CQUniversity Professor Sally Ferguson has secured $236,700 in Discovery Project funding from the Australian Research Council to progress the research titled “Sleeping with one ear open: the impact on sleep and waking function.”

She will collaborate with Professor Leon Lack (Flinders University) and Dr Brad Aisbett (Deakin University) to complete a laboratory study investigating the factors that may impact sleep while on-call. Factors to be studied include the likelihood of a phone call, the task importance, and the chance of missing a call.

Ferguson says that, if on-call sleep proves to be less restorative than non-on-call sleep, there is an unidentified vulnerability in Australia’s capacity to deliver critical services in health and emergency response.

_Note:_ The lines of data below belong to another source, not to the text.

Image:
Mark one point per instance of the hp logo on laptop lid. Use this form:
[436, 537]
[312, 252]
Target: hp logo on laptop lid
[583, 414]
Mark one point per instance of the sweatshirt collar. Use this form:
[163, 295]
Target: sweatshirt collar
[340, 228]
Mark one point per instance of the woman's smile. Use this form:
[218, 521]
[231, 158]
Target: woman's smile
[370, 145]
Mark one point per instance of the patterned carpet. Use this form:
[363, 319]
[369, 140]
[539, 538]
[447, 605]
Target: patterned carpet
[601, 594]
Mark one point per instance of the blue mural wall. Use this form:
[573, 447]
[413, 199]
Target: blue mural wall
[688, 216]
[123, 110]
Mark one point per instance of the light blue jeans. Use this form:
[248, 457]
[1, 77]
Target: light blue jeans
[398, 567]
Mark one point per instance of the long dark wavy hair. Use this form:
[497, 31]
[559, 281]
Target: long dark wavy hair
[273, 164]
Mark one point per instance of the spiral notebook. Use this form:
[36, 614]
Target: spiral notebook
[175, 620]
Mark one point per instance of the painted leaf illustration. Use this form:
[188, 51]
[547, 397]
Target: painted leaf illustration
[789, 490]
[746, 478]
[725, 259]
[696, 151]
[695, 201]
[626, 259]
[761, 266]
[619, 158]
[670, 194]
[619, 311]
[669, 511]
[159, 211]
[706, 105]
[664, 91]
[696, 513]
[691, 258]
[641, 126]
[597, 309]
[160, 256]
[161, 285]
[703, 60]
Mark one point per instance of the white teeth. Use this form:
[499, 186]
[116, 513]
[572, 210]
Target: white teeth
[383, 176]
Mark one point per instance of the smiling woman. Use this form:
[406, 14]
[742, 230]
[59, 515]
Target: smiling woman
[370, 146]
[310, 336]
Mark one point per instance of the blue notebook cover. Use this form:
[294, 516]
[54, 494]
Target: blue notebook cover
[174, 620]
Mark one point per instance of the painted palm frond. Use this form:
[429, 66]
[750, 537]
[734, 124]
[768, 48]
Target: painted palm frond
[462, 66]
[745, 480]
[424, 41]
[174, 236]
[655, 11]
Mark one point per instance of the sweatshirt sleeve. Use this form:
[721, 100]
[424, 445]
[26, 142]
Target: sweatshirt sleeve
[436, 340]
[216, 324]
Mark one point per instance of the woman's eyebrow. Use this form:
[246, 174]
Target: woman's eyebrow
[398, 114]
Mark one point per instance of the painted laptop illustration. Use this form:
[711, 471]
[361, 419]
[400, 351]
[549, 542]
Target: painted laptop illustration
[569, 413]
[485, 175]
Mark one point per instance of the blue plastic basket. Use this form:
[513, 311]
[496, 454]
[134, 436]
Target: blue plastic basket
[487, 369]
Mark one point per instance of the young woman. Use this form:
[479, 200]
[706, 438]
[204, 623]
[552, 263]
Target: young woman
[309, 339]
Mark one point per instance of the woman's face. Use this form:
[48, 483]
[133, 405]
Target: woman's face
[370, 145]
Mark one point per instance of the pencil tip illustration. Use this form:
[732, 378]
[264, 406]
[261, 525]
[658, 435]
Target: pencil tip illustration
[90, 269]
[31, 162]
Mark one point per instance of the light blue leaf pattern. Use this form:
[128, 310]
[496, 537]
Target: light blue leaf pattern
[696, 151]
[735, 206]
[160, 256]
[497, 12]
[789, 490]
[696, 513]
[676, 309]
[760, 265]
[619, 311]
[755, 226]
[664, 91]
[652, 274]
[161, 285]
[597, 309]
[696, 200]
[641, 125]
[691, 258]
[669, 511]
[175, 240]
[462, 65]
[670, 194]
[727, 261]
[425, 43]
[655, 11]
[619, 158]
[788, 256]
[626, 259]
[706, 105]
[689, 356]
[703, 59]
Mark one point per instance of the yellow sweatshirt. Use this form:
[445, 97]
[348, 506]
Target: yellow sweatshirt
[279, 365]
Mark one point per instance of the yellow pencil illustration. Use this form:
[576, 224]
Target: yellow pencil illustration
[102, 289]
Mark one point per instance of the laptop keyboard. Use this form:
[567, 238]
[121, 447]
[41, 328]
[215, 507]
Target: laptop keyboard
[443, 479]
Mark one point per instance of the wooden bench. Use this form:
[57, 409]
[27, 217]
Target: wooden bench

Work arrangements may require modification to facilitate more sustainable on-call work.

Ferguson is based at CQUniversity’s Appleton Institute in Adelaide. Her background is in circadian biology and understanding how the body clock helps keep us synchronized to the world around us, and what happens when we work against our clocks.

“Two-million Australians, including paid employees and volunteers, are on-call providing essential 24-hour services including emergency response,” Ferguson says in a release. “While sleep during on-call periods is disrupted when a call occurs, some research suggests that sleeping with one ear open waiting for a call, may disrupt sleep even if no call occurs.”